Chen Hao, Jiang Rui, Huang Wentao, Chen Kequan, Zeng Ruijie, Wu Huihuan, Yang Qi, Guo Kehang, Li Jingwei, Wei Rui, Liao Songyan, Tse Hung-Fat, Sha Weihong, Zhuo Zewei
Department of Gastroenterology, Guangdong Provincial People's Hospital, Guangdong Academy of Medical Sciences, Guangzhou, China.
School of Medicine, South China University of Technology, Guangzhou, China.
Front Cardiovasc Med. 2022 Oct 11;9:993142. doi: 10.3389/fcvm.2022.993142. eCollection 2022.
Energy metabolism plays a crucial role in the improvement of heart dysfunction as well as the development of heart failure (HF). The current study is designed to identify energy metabolism-related diagnostic biomarkers for predicting the risk of HF due to myocardial infarction.
Transcriptome sequencing data of HF patients and non-heart failure (NF) people (GSE66360 and GSE59867) were obtained from gene expression omnibus (GEO) database. Energy metabolism-related differentially expressed genes (DEGs) were screened between HF and NF samples. The subtyping consistency analysis was performed to enable the samples to be grouped. The immune infiltration level among subtypes was assessed by single sample gene set enrichment analysis (ssGSEA). Random forest algorithm (RF) and support vector machine (SVM) were applied to identify diagnostic biomarkers, and the receiver operating characteristic curves (ROC) was plotted to validate the accuracy. Predictive nomogram was constructed and validated based on the result of the RF. Drug screening and gene-miRNA network were analyzed to predict the energy metabolism-related drugs and potential molecular mechanism.
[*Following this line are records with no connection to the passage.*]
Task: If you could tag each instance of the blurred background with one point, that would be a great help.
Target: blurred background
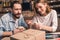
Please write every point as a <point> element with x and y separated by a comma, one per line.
<point>27,6</point>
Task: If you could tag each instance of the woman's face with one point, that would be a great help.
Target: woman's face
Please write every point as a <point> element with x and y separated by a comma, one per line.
<point>41,8</point>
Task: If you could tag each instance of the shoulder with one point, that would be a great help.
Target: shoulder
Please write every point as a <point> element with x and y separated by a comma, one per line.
<point>5,16</point>
<point>53,11</point>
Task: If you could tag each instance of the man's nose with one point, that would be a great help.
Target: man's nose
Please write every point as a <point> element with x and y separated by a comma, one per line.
<point>19,11</point>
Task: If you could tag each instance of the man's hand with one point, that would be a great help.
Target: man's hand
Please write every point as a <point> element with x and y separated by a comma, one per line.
<point>21,29</point>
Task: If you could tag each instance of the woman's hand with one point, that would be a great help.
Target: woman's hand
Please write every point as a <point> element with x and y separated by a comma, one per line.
<point>38,26</point>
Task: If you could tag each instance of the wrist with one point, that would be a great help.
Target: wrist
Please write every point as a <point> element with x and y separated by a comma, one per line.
<point>12,32</point>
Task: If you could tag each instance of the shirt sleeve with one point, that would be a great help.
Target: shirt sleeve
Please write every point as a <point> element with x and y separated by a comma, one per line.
<point>54,21</point>
<point>1,28</point>
<point>23,23</point>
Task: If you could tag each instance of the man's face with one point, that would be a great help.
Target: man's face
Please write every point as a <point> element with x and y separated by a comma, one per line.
<point>41,8</point>
<point>17,10</point>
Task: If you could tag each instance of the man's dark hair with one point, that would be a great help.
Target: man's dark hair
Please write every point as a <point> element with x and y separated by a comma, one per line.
<point>14,2</point>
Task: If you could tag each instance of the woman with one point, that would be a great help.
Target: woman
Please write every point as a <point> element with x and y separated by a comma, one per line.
<point>45,18</point>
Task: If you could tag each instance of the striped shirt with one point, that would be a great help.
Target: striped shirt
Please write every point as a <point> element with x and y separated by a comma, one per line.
<point>48,20</point>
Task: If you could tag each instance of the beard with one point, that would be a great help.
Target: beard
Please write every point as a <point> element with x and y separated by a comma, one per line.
<point>16,15</point>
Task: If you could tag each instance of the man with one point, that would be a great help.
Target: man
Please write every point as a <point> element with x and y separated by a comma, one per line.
<point>12,23</point>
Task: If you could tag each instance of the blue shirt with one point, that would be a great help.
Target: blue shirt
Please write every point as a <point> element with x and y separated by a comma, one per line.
<point>7,23</point>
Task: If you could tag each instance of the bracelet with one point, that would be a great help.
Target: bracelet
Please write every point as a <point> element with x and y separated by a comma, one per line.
<point>12,32</point>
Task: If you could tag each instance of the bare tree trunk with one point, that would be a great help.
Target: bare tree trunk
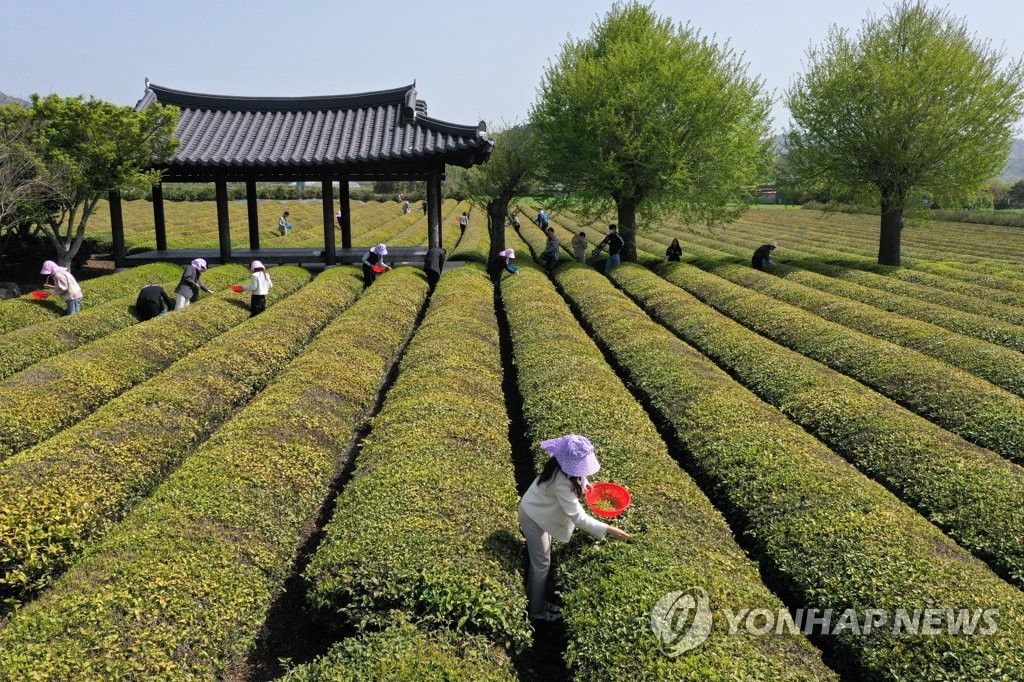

A total of 22 energy metabolism-related DEGs were identified between HF and NF patients. The clustering analysis showed that HF patients could be classified into two subtypes based on the energy metabolism-related genes, and functional analyses demonstrated that the identified DEGs among two clusters were mainly involved in immune response regulating signaling pathway and lipid and atherosclerosis. ssGSEA analysis revealed that there were significant differences in the infiltration levels of immune cells between two subtypes of HF patients. Random-forest and support vector machine algorithm eventually identified ten diagnostic markers (MEF2D, RXRA, PPARA, FOXO1, PPARD, PPP3CB, MAPK14, CREB1, MEF2A, PRMT1) for risk prediction of HF patients, and the proposed nomogram resulted in good predictive performance (GSE66360, AUC = 0.91; GSE59867, AUC = 0.84) and the clinical usefulness in HF patients. More importantly, 10 drugs and 15 miRNA were predicted as drug target and hub miRNA that associated with energy metabolism-related genes, providing further information on clinical HF treatment.
This study identified ten energy metabolism-related diagnostic markers using random forest algorithm, which may help optimize risk stratification and clinical treatment in HF patients.
能量代谢在改善心脏功能障碍以及心力衰竭(HF)的发展过程中起着至关重要的作用。本研究旨在确定与能量代谢相关的诊断生物标志物,以预测心肌梗死所致HF的风险。
从基因表达综合数据库(GEO)获取HF患者和非心力衰竭(NF)人群的转录组测序数据(GSE66360和GSE59867)。在HF和NF样本之间筛选与能量代谢相关的差异表达基因(DEG)。进行亚型一致性分析以使样本能够分组。通过单样本基因集富集分析(ssGSEA)评估各亚型间的免疫浸润水平。应用随机森林算法(RF)和支持向量机(SVM)识别诊断生物标志物,并绘制受试者工作特征曲线(ROC)以验证准确性。基于RF的结果构建并验证预测列线图。进行药物筛选和基因 - miRNA网络分析,以预测与能量代谢相关的药物和潜在分子机制。
在HF和NF患者之间共鉴定出22个与能量代谢相关的DEG。聚类分析表明,HF患者可根据与能量代谢相关的基因分为两个亚型,功能分析表明,两个聚类中鉴定出的DEG主要参与免疫反应调节信号通路以及脂质和动脉粥样硬化。ssGSEA分析显示,HF患者的两个亚型之间免疫细胞浸润水平存在显著差异。随机森林和支持向量机算法最终确定了10个用于HF患者风险预测的诊断标志物(MEF2D、RXRA、PPARA、FOXO1、PPARD、PPP3CB、MAPK14、CREB1、MEF2A、PRMT1),所提出的列线图具有良好的预测性能(GSE66360,AUC = 0.91;GSE59867,AUC = 0.84)以及在HF患者中的临床实用性。更重要的是,预测了10种药物和15种miRNA作为与能量代谢相关基因相关的药物靶点和枢纽miRNA,为HF临床治疗提供了更多信息。
本研究使用随机森林算法鉴定了10个与能量代谢相关的诊断标志物,这可能有助于优化HF患者的风险分层和临床治疗。